Harari will have none of this utopian fabulism. “My own view is that the hopes of eternal youth in the twenty-first century are premature, and whoever takes them too seriously is in for a bitter disappointment.” Moreover, Harari gives readers a cold dose of reality that “so far modern medicine hasn’t extended our natural life span by a single year.” Say what? “Its great achievement has been to save us from premature death, and allow us to enjoy the full measure of our years.” If we eliminated every major disease like cancer and diabetes, Harari reminds us, it would only mean that everyone who wasn’t killed in an accident, homicide, suicide, or war would get to live into their 90s, “but it will not be enough to reach 150, let alone 500.” Not to mention immortality.

Harari’s optimism on this front is in line with what the futurist and Wired magazine cofounder Kevin Kelly calls “protopia”: step-wise, incremental progress in which today is slightly better than yesterday, and tomorrow is a bit better than today. Let’s attenuate plagues, famine, wars, terrorism, homicides, suicides, poverty, pollution, while we accentuate peace, prosperity, freedom, health, education, and happiness for more people in more places more of the time. It won’t make us Homo deus the species, but it is something well worth striving for with quantifiable benefits.

After a lengthy reflection on Homo sapiens as evolved animals in relation to nature and other animals, and how the last millennium set the stage for the coming jarring changes in the 21st century, the rest of Homo Deus focuses on artificial intelligence (AI) and the many changes, most notably economic ones, it will bring about for our species. As AI takes over our lives—from running our companies, homes, and hospitals to driving our trains, planes, and automobiles—how will that affect economies, most especially jobs? What will we do, not only for a living but for life itself, when there are machines that can do just about everything better than we can?

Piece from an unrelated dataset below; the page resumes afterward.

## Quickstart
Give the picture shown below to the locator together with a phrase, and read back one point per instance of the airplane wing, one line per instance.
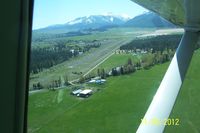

If there is a religion in Harari’s projections for Homo deus, it is Dataism, the belief “that the universe consists of data flows, and the value of any phenomenon or entity is determined by its contribution to data processing.” Like previously successful religions, Harari suggests, Dataism wants to “link everything to the system, including heretics who don’t want to be plugged in. And ‘everything’ means more than just humans. It means every thing. Our bodies, of course, but also cars in the street, refrigerators in kitchens, chickens in their coops, and trees in the jungle—all should be connected to the Internet-of-All-Things.” Thus, the greatest good for the greatest number in Harari’s utilitarian calculus is the free flow of information, and the greatest sin in the Dataism religion is to block data flow.

This is the most speculative and necessarily uncertain part of Homo Deus, and Harari admits that “we cannot really predict the future.” Thus, “all the scenarios outlined in this book should be understood as possibilities rather than prophecies.” We evolved as bipedal primates on the African plains, and our senses and brains are geared toward projecting the immediate future based on the most recent past. “When we think about the future,” Harari concludes, “our thoughts and actions are usually constrained by present-day ideologies and social systems.” He wants us to try to think beyond these constraints, and, to that end, I return to Arthur C. Clarke and another observation he made in his 1951 book, The Exploration of Space: “If we have learned one thing from the history of invention and discovery, it is that, in the long run—and often in the short one—the most daring prophecies seem laughingly conservative.” Call that Clarke’s Fourth Law.